The Young Pope is on a wavelength that not everyone will be tuned to, and that’s okay. The show is purposely off-putting; it opens with a dream sequence and feels like one throughout “First Episode.” Jude Law plays the title character like a devout megalomaniac. There’s a lot here that could turn off viewers. I’m not one of them. The Young Pope is completely in my wheelhouse. I found it captivating and even haunting, not only in spite of its flaws (of which there are few) but because of them. In many ways it reminded me of Eyes Wide Shut, an ambitious, flawed film about which I never formed a concrete opinion, yet I find it on my mind once a week or so. The Young Pope is delirious in the same way as Kubrick’s film – and make no mistake, this show is fucking crazy, too. I loved it.
“First Episode” begins with Lenny Belardo (Law) crawling his way out from under a massive pyramid of CGI babies. Read that sentence again. Somehow The Young Pope ramps up the craziness even further, as Lenny drifts (literally) through a sea of cardinals, monsignors, archbishops, and nuns, their robes and miters making the halls of the Vatican awash with color. He gives his first homily, wherein he espouses the importance of harmony and of play, before saying that Catholics need to support gay marriage, abortion, and suicide; have sex out of wedlock; let nuns perform Mass; even get abortions. It’s a jaw-dropping moment, which director/showrunner Paolo Sorrentino (who won a Best Foreign Language Film Oscar for The Great Beauty) punctuates with a ’70s-style zoom on Lenny and three cardinals fainting simultaneously. Yes, there are sight gags, and yes, a bell tolls when they faint. The fact that this homily is a dream sequence does little to diminish its power, because it tells us so much about Pope Pius XIII.

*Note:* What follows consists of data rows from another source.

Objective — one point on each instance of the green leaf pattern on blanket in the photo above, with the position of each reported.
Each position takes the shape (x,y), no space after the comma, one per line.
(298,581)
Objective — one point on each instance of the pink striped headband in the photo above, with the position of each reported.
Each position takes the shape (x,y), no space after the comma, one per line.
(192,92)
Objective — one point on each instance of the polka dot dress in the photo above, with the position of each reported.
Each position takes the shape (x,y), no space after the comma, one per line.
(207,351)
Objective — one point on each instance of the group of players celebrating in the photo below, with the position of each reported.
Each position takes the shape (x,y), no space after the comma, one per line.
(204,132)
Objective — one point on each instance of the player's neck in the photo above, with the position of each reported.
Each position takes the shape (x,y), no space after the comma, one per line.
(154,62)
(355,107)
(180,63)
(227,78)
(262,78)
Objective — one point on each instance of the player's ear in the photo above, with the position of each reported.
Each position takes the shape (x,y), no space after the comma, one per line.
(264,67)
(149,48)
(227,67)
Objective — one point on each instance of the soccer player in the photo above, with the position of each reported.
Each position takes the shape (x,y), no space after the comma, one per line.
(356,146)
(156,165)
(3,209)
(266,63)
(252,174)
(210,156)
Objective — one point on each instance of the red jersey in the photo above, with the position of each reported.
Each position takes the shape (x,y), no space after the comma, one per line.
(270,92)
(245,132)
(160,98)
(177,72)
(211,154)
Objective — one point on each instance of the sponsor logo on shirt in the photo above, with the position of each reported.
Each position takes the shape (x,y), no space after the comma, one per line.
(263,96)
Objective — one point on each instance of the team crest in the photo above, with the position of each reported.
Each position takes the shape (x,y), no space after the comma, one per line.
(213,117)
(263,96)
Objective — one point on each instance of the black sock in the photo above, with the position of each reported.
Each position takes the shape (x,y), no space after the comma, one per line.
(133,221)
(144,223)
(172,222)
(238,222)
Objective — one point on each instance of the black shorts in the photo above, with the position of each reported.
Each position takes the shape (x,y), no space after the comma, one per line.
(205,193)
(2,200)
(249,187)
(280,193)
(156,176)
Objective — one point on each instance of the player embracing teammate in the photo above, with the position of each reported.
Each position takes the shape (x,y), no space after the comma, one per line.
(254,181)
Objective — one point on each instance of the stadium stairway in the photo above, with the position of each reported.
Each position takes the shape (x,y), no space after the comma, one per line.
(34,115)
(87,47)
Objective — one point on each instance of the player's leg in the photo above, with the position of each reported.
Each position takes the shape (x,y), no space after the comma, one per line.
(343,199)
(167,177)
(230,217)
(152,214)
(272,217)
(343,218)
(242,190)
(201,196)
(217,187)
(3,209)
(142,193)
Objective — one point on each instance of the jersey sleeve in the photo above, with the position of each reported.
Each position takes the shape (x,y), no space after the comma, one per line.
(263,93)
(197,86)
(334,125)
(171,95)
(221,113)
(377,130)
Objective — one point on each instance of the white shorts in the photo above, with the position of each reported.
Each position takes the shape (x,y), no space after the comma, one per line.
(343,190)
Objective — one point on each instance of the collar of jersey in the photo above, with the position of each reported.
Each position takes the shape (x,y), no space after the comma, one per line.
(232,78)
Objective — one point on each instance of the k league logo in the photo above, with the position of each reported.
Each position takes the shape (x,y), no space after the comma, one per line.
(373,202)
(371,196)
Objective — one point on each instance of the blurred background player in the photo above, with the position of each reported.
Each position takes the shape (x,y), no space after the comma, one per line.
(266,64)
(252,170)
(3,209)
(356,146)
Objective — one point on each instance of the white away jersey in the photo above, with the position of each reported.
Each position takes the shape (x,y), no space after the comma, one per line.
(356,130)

By his own admission, Lenny is “irritable and vindictive”; one of his first scenes has him demanding a Cherry Coke Zero for breakfast (when offered a Diet Coke, he says “Let’s not utter heresies”), and dressing down an aged nun who had the temerity to kiss his cheek and not his ring. In many ways, Law seems to be channeling Kevin Spacey’s House of Cards character, Frank Underwood, but without any of Spacey’s scenery chewing. Law is no stranger to playing weirdos (his murderous photographer in Road to Perdition is still my favorite), and Lenny Belardo might be his finest work yet. Somehow in a show this nuts, he manages the right balance of restraint and abandon. At one point, he looks a cardinal dead in the eye and says “There’s a new Pope” before taking a drag of his cigarette, and I think, taking the title at face value, that’s how a lot of people thought the show would go. But crazy moments like that are balanced out by his confession – which Lenny insists was a joke, but it’s hard to tell – that he doesn’t believe in God. One hour in, and Law and Sorrentino have crafted a wonderfully enigmatic, entrancing character (bonus: Law’s American accent has drastically improved since eXistenZ).
But don’t be fooled: The Young Pope might be aggressively weird, but it’s still beautiful. I know they didn’t shoot this in the Vatican, so this is either one hell of a set or the best green screen technology I’ve seen in years. Every scent of HBO’s money is evident on the screen. Sorrentino brought his Great Beauty composer and cinematographer, Lele Marchitelli and Luca Bigazzi, to HBO with him, and the show is well-served by both of them. Marchitelli’s score is at turns playful, mysterious, and imposing, with graceful piano and thundering tympani – a perfect sonic accompaniment to the mercurial Lenny Belardo. Bigazzi has a painter’s eye; many of his shots reminded me of the late Vittorio Storaro, who made Apocalypse Now look like a William Blake poem. Seemingly out of tribute to the setting, Bigazzi shoots his scenes like he’s staging a Renaissance painting; even shots as seemingly mundane as someone bringing Lenny a pack of cigarettes are commanding.
What surprise me most about The Young Pope, a show that traffics in unpredictability, was the reverence it clearly holds for the office. This is not a satire of the papacy, and nowhere is that clearer than in a monologue delivered to Lenny by Sister Mary (Diane Keaton), in which she emphasizes the importance of his position, repeatedly reminding him that he is now responsible for one billion Catholics, before ending by calling him “the father and mother of the entire Catholic church.” All this time, curtains flow behind her, making her look angelic and earthbound at once. The papacy is never depicted as a joke; Law and Sorrentino give the office the weight it deserves, and Law, although soft-spoken, makes a striking impression.
The Young Pope is strange, dreamlike, funny, and ultimately beautiful. The mysteries of faith are never far from the surface; one cardinal describes the Holy Spirit as not stupid, but “ironic and cunning,” and that could very well work as a description of the show.